Il dominio dello yogurt, invece, ci spinge a elaborare un neologismo che riesca a definire adeguatamente l’episodio. Strano, assurdo, stupido, strampalato e folle si avvicinano all’obiettivo, ma non abbastanza. Potessimo prendere un po’ di ciascuno, allora sì, avremmo una definizione davvero calzante. Ma se ci aggrappiamo alla sospensione dell’incredulità possiamo goderci altri sei minuti di estasi in un mondo animato, in cui dei fermenti lattici modificati danno vita a uno yogurt senziente che contratta il dominio dell’Ohio e della Terra. Di nuovo, la domanda di fondo è molto chiara: è possibile che delle specie aliene dominino il nostro pianeta? La risposta, com’è ovvio, è sì. Molto meno prevedibile è lo scenario suggerito alla fine dell’episodio…
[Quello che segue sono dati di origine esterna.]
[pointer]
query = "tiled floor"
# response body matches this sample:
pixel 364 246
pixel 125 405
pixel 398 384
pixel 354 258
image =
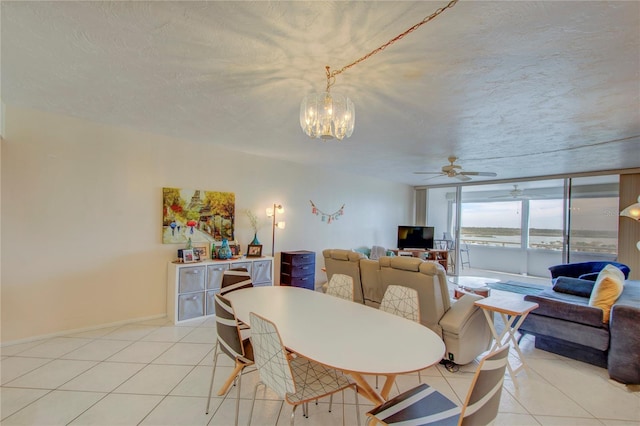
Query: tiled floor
pixel 155 373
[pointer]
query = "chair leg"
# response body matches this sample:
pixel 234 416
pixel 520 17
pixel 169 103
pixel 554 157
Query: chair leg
pixel 355 390
pixel 213 374
pixel 253 402
pixel 238 397
pixel 293 415
pixel 231 379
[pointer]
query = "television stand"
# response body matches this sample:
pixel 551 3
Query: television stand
pixel 440 256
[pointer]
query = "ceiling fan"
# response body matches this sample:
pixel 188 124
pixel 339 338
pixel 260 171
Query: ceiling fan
pixel 455 171
pixel 514 193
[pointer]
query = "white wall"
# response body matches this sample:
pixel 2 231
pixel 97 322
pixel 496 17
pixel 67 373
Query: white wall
pixel 81 210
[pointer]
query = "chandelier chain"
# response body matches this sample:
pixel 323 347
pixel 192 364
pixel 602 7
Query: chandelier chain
pixel 331 75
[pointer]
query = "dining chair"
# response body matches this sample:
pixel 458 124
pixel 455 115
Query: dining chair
pixel 295 379
pixel 231 343
pixel 236 279
pixel 423 405
pixel 341 285
pixel 403 302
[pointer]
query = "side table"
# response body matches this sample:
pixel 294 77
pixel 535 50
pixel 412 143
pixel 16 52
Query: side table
pixel 512 310
pixel 474 285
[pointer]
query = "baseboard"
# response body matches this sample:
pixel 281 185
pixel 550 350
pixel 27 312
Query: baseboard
pixel 80 330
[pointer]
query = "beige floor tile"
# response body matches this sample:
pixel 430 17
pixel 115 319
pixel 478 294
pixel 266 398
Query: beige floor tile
pixel 52 375
pixel 14 367
pixel 55 408
pixel 16 349
pixel 511 419
pixel 197 382
pixel 98 350
pixel 130 332
pixel 143 352
pixel 167 334
pixel 104 377
pixel 14 399
pixel 598 396
pixel 568 421
pixel 118 409
pixel 155 380
pixel 94 334
pixel 176 410
pixel 55 348
pixel 539 397
pixel 201 335
pixel 184 354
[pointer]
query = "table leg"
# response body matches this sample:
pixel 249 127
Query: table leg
pixel 366 390
pixel 391 378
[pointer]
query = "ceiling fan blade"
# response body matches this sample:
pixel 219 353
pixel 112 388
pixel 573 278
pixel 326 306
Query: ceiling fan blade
pixel 491 174
pixel 462 177
pixel 434 177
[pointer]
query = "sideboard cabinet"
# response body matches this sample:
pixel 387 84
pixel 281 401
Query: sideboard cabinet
pixel 298 269
pixel 191 286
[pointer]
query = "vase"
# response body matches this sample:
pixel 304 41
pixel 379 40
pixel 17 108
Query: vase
pixel 224 252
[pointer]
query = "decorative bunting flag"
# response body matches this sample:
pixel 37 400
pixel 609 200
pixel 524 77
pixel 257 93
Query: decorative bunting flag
pixel 326 217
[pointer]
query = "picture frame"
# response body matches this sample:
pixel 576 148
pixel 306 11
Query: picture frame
pixel 201 251
pixel 254 250
pixel 187 256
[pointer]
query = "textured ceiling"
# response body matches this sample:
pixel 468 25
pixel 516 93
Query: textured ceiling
pixel 520 88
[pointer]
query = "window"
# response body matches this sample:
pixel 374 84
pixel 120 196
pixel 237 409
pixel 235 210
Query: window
pixel 545 224
pixel 495 223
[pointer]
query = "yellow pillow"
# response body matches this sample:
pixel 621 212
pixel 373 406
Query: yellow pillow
pixel 606 290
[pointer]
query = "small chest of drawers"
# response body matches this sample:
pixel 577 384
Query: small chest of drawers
pixel 298 268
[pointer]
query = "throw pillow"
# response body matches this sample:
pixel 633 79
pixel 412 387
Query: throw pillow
pixel 575 286
pixel 606 290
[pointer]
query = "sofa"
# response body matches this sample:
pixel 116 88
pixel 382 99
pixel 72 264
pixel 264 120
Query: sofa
pixel 584 270
pixel 566 324
pixel 461 325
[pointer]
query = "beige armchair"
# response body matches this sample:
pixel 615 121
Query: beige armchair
pixel 346 262
pixel 460 324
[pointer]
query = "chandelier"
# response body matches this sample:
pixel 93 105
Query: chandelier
pixel 332 116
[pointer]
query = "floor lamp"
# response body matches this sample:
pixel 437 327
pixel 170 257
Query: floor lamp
pixel 272 212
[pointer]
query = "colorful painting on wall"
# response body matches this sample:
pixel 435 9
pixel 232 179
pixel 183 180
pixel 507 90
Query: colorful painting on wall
pixel 202 216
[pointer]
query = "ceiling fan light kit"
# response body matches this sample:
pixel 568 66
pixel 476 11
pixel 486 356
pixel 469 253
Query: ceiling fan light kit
pixel 332 116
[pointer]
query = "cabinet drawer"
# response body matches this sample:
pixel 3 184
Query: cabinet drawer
pixel 304 282
pixel 190 306
pixel 245 265
pixel 214 275
pixel 298 270
pixel 210 307
pixel 261 273
pixel 301 257
pixel 191 279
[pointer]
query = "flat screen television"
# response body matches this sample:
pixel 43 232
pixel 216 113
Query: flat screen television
pixel 415 237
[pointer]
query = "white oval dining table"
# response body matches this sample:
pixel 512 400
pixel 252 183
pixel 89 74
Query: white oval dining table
pixel 345 335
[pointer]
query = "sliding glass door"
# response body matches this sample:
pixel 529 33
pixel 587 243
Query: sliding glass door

A questo punto è evidente che una delle premesse più felici di Love, Death & Robots è la libertà assoluta che Netflix ha concesso per sviluppare la serie. E al di là della resa dei singoli episodi, è confortante sapere che attraversiamo una fase in cui delle menti creative e brillanti hanno la possibilità di creare progetti innovativi che non richiedono una classificazione tradizionale. David Fincher e Tim Miller non sono certo gli ultimi arrivati, anzi è proprio la forza dei loro nomi ad aver sostenuto il peso di un esperimento che Netflix ha accettato fin da subito a scatola chiusa. Insomma, niente male come attestato di stima.

Cos’è andato storto in Love, Death & Robots?

Che il giudizio su Love, Death & Robots non fosse così semplice l’avevamo detto subito. Potremmo parlare del formato, ad esempio. In alcuni casi la durata media di 12 minuti lascia l’amaro in bocca per le possibilità inesplorate di un episodio, per quei brevissimi lampi d’interesse che percepiamo verso personaggi o situazioni e che per forza di cose muoiono sul nascere. In altri, invece, la narrazione che dovrebbe reggere il grandioso impianto dell’animazione è talmente fragile da causare crolli clamorosi nel bel mezzo della storia. Sono esempi lampanti di cosa dire sacrificati in nome del come dirlo. Un peccato.

Il cosa dire è un altro grosso problema di Love, Death & Robots. Comprimere percorsi narrativi densi ed elaborati in archi temporali così ristretti non è semplice, certo, ma in questo caso più che difficile è impossibile, perché le trame non esistono. Sono accenni di per sé vaghi, ulteriormente oscurati da effetti visivi allo stesso tempo esuberanti e inconsistenti. Un peccato anche questo.

Gli aspetti tecnici, per quanto problematici, passano comunque in secondo piano quando a sollevare dubbi monumentali sono dei messaggi negativi veicolati con tanta forza. Nella stessa peak TV che permette a prodotti del genere di vedere la luce, la rappresentazione femminile ha fatto un passo in avanti e ha ampliato il proprio raggio d’azione per includere storie, voci ed esperienze finora taciute. Quindi sconvolge doversi scontrare con un punto di vista così bieco e sessista proprio in una serie che ha nel DNA il superamento di dinamiche tradizionali.

In Love, Death & Robots le donne sono soggiogate a uno stato di violenza sessualizzata, vittime impotenti trasposte sullo schermo come facile fuga per la fantasia misogina di un adolescente disagiato. Peccato che gli artefici di questo mondo fantastico siano in realtà uomini adulti, e che questi uomini adulti rispondano, tra gli altri, ai nomi di David Fincher e Tim Miller.